COOVER Robert / Noir

Noir.
R
obert COOVER.
Note : 3 / 5.
Le noir lui allait si bien!
Je ne connais pas cet auteur qui m' été recommandé au club de lecture de la médiathèque de Lorient. Un auteur somme toute prolifique, avec une vingtaine d'oeuvres éditées.
Quand le privé s'appelle Phil Noir, sa secrétaire Blanche, le commissaire Blue on peut espérer en voir de toutes les couleurs, ou alors n'en voir qu'une seule : le rouge!
Un privé bien dans la tradition américaine, fauché, pas brillant, un peu stupide, buvant et fumant plus que de raison. Il sert souvent de punching-ball pour quiconque veut se passer les nerfs. Bref tous les clichés et stéréotypes sont là!
Les rues sont glauques, les personnages très paumés, la veuve en noire, en jambes et appétissante (bon d'accord elle passera vite du statue de veuve à celui de défunte, puis de cadavre elle deviendra feue la disparue!). Ladite veuve aimerait qu'il enquête sur la mort de son mari, la version officielle parle de suicide, mais elle n'y croit pas. Elle l'embauche pour savoir la vérité, mais quand elle lui donne un papier avec le nom de l'assassin présumé, il a un instant d'hésitation! « Mr Big » c'est du gros, pas du menu fretin.
Pauvre Mr Noir, à la suite de la mort de son employeuse, il broie du noir, mais il continue son job, bien que dorénavant il travaille au noir. Comme en plus le mystère s'épaissit l'avenir est plutôt sombre. Les éclaircies dans sa vie et son enquête, lui sont prodiguées par Blanche, sa secrétaire.
Les visites du commissaire Blue lui donnent des coups de blues, et les coups qu'il reçoit lui laissent des bleus au corps!
Phil M.Noir est un privé sans illusions, ni sur lui même, ni sur les autres. Ses rêves ont été remplacé par la triste réalité d'un boulot minable. Donc parfois Monsieur broie du noir, et s'apitoie sur son triste sort!
Sa secrétaire, qui se nomme Madame Blanche, est une personne dévouée, enfin peut-être pas corps et âme. On apprend au hasard des retours de son employeur qu'elle porte des culottes de soie, mais oui. Mais n'allez pas croire certaine choses, dans la vie rien n'est absolument tout noir ou tout blanc. Même pour les Blacks &White, garçon un whisky please! Est-elle aussi en plus de ses nombreuse qualités une oie blanche?

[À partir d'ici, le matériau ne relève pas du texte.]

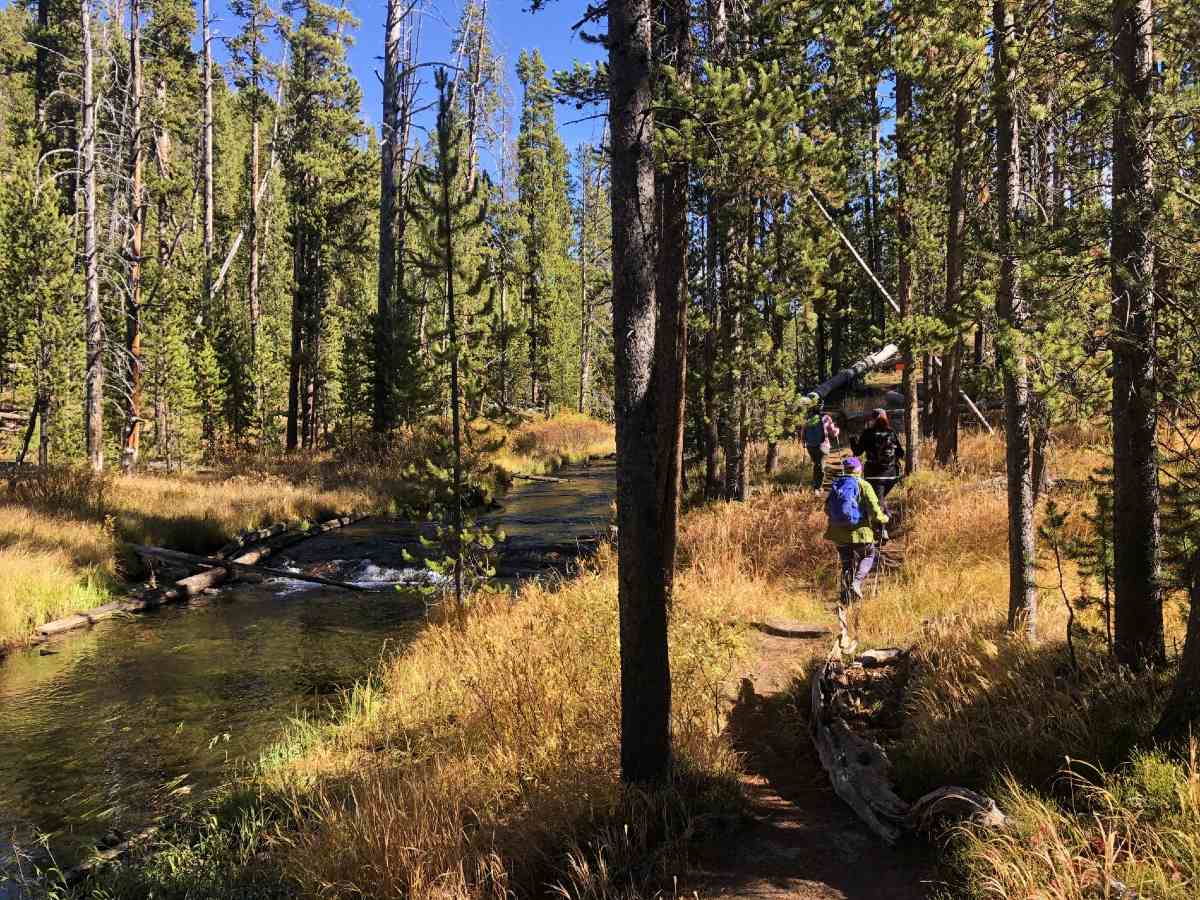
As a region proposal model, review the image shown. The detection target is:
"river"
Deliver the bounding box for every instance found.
[0,463,613,883]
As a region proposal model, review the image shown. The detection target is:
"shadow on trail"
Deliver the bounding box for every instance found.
[700,657,936,900]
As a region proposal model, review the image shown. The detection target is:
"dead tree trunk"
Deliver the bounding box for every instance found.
[992,0,1038,638]
[896,72,920,474]
[1110,0,1165,668]
[121,0,145,480]
[79,0,104,472]
[608,0,671,784]
[654,0,691,605]
[926,100,968,466]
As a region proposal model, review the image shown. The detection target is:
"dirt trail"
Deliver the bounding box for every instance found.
[680,622,936,900]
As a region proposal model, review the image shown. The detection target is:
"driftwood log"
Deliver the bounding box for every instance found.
[810,618,1006,845]
[130,544,374,593]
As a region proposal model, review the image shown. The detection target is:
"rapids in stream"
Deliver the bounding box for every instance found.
[0,463,613,883]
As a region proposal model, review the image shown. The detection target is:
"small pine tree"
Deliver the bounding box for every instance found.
[412,70,494,608]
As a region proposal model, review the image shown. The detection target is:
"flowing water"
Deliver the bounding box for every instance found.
[0,464,613,883]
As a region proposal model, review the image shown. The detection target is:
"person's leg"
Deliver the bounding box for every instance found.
[838,544,858,602]
[809,446,826,491]
[850,544,876,600]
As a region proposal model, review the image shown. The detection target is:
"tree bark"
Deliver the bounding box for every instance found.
[896,72,920,474]
[654,0,691,606]
[79,0,104,472]
[926,100,968,466]
[1110,0,1165,668]
[992,0,1038,638]
[121,0,145,480]
[608,0,671,784]
[373,0,406,434]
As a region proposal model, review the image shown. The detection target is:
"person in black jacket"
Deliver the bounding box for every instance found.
[852,409,905,503]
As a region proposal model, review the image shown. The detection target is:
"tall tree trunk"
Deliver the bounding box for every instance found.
[870,84,888,332]
[578,154,592,413]
[200,0,216,446]
[608,0,671,784]
[992,0,1038,638]
[1111,0,1165,667]
[896,72,920,474]
[654,0,691,605]
[79,0,104,472]
[121,0,145,480]
[926,100,968,466]
[373,0,407,433]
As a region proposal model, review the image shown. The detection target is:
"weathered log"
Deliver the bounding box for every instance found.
[809,343,900,400]
[130,544,374,592]
[810,628,1007,845]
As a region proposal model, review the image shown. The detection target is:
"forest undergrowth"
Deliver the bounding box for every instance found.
[0,414,613,652]
[68,428,1200,900]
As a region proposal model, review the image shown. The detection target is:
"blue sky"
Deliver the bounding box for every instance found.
[0,0,602,149]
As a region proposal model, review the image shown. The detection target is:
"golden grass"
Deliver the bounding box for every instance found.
[266,553,744,898]
[956,743,1200,900]
[491,413,617,475]
[0,472,370,646]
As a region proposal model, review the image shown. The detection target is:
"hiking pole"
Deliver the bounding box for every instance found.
[806,187,996,434]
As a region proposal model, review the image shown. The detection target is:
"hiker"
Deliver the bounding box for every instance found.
[851,409,905,503]
[826,456,888,604]
[804,395,841,493]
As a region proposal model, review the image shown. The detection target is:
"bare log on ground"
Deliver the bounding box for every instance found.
[130,544,376,593]
[810,626,1007,845]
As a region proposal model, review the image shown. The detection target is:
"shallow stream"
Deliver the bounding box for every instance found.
[0,464,613,883]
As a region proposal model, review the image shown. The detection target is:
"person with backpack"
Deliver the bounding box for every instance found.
[851,409,905,503]
[804,394,841,493]
[826,456,888,604]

Commissaire Blue est un policier incorruptible, enfin jusqu'à un certain point, mais l'argent qu'il trouve dans les poches des gens qu'il interroge est pour les bonnes oeuvre de la police, voyons!
Le veuve en noir, visage dissimulé sous une voilette, enfin la veuve dont le corps a disparu! Mais qui réapparait parfois, au moment où l'on si attend le moins.
Mr Big, lui est un poids lourd du crime, amateur de soldats de plomb, il était l'associé du défunt mari de la veuve en noir aux longues jambes qui est morte et dont le cadavre a disparu........
Les personnages dit secondaires ne sont pas tristes non plus, en particulier une veille prostituée qui a servi de carte postale entre deux yakuzas, chacun renchérissant sur le tatouage de l'autre! Flame au tempérament de braise, des alcooliques, des indicateurs, une jeune bourgeoise qui s'encanaille peuplent les nuits de New-London et de ce roman.
L'auteur adopte un style de narration qui peut dérouter, en effet il parle à Noir en le tutoyant et en décrivant ses actions:
-Tu es à la morgue. Où la lumière est étrange.
Un bouquin dont le début est relativement intéressant, mais je me demande qui a pris le plus de plaisir, l'auteur à l'écrire ou le lecteur à le lire? L'intrigue est des plus minces, et ne parait pas être l'objectif de Coover. Il semble qu'il écrit un pastiche, réunissant tout les ingrédients du genre, on secoue bien et c'est parti. Le départ est réussi, mais l'arrivée laborieuse!
Extraits :
- Le petit groupe habituel des badauds, d'ivrognes, de flic, de clodos, leurs visages dans l'ombre des casquettes et des chapeaux. Une assemblée perverse et sinistre. Également des charognards.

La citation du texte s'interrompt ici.